The W3C has finally published its specification for XForms 1.0, after much delay and without the participation of Microsoft (not surprisingly). XForms is intended to make Web-based forms more usable by doing a better job of separating data values from form description and supporting cascading style sheets. The main benefit of these improvements is to make forms more reusable and easier to change and maintain with less re-coding.
There is an interesting evolution of platform technologies that start out as simple document publication frameworks (displaying read-only text and graphics to users), then, presumably under pressure from users, these platforms get extended to support forms (meaning that users can enter data which is then written back to a database on the server). The next logical step is to make these forms increasingly dynamic until they come to resemble full-fledged application delivery platforms.
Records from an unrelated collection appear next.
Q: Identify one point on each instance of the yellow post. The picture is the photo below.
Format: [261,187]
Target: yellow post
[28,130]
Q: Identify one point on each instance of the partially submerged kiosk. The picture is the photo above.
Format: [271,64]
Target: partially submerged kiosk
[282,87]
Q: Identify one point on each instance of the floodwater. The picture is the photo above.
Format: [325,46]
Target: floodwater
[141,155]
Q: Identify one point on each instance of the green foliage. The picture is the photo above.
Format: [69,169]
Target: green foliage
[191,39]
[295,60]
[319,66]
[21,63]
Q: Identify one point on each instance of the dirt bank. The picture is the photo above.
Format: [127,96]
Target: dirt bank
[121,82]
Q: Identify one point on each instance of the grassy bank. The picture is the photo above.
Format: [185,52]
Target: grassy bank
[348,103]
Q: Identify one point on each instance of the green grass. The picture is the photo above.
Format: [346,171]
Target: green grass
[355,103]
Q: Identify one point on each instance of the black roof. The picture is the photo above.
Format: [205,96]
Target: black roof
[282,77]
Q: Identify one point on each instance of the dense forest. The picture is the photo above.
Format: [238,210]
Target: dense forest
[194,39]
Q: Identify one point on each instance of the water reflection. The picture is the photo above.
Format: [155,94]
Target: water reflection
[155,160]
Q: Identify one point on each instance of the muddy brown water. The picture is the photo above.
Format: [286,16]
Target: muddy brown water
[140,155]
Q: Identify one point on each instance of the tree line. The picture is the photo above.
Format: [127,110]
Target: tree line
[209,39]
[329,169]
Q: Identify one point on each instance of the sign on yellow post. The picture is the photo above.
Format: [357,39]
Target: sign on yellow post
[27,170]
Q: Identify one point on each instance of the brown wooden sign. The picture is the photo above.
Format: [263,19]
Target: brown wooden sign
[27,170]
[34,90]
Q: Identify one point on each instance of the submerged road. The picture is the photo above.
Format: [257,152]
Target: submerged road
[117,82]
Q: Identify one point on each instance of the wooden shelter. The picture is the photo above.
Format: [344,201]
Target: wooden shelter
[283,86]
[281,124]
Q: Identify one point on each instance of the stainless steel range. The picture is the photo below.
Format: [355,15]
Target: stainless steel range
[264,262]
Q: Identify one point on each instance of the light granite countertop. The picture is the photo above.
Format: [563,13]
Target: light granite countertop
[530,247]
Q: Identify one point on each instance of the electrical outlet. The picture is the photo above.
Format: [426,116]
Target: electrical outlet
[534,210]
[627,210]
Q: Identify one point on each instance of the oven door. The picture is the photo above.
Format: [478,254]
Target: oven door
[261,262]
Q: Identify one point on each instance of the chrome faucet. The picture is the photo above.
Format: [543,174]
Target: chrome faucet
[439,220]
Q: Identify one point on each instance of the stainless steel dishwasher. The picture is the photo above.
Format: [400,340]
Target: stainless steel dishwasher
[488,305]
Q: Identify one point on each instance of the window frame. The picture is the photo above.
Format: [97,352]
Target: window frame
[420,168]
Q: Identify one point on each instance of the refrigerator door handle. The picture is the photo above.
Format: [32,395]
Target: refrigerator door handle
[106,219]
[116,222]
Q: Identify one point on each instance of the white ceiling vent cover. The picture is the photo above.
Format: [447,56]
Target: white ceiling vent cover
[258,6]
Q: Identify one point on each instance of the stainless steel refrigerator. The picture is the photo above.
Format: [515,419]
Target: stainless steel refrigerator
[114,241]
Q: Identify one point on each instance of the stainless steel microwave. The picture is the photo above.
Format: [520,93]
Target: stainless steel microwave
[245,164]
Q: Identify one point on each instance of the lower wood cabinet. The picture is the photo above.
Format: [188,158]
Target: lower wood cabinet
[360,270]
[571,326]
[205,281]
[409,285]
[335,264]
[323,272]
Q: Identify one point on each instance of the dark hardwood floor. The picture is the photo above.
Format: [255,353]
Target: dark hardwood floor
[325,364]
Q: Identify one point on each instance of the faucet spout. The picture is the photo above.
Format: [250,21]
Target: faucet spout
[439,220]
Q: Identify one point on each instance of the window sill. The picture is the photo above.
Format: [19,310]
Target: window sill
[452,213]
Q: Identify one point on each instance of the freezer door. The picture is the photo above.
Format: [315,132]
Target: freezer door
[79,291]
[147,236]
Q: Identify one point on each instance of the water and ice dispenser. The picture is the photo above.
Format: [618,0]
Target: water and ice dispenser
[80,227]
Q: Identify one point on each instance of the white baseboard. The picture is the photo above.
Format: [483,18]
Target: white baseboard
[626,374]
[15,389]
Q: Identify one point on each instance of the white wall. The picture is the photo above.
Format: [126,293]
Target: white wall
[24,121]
This is exactly the evolution that the Web itself has undergone over the past 10 years. Most people agree that the Web does a fine job for publishing documents -- the truly revolutionary paradigm shift that the Web has delivered to date has been allowing all businesses to have universally accessible marketing materials on-line and to let anyone in the world do research through Google rather than the much, much more tedious means available before the Web. Web forms have allowed e-commerce to start to get a firm foothold. But Web technology is not as strong at forms processing as it is at doc publishing, as evidenced by the need for XForms at all. In the past few years, companies have tried hard to shoehorn full-blow applications into browsers using Web technologies, but these efforts have had very mixed results. Many vendors and standards groups have come out with a large stack of add-on technologies designed to patch up the problems that HTTP/HTML present for application developers. Other companies, like my own, have tried to rethink the application delivery problem from the ground up.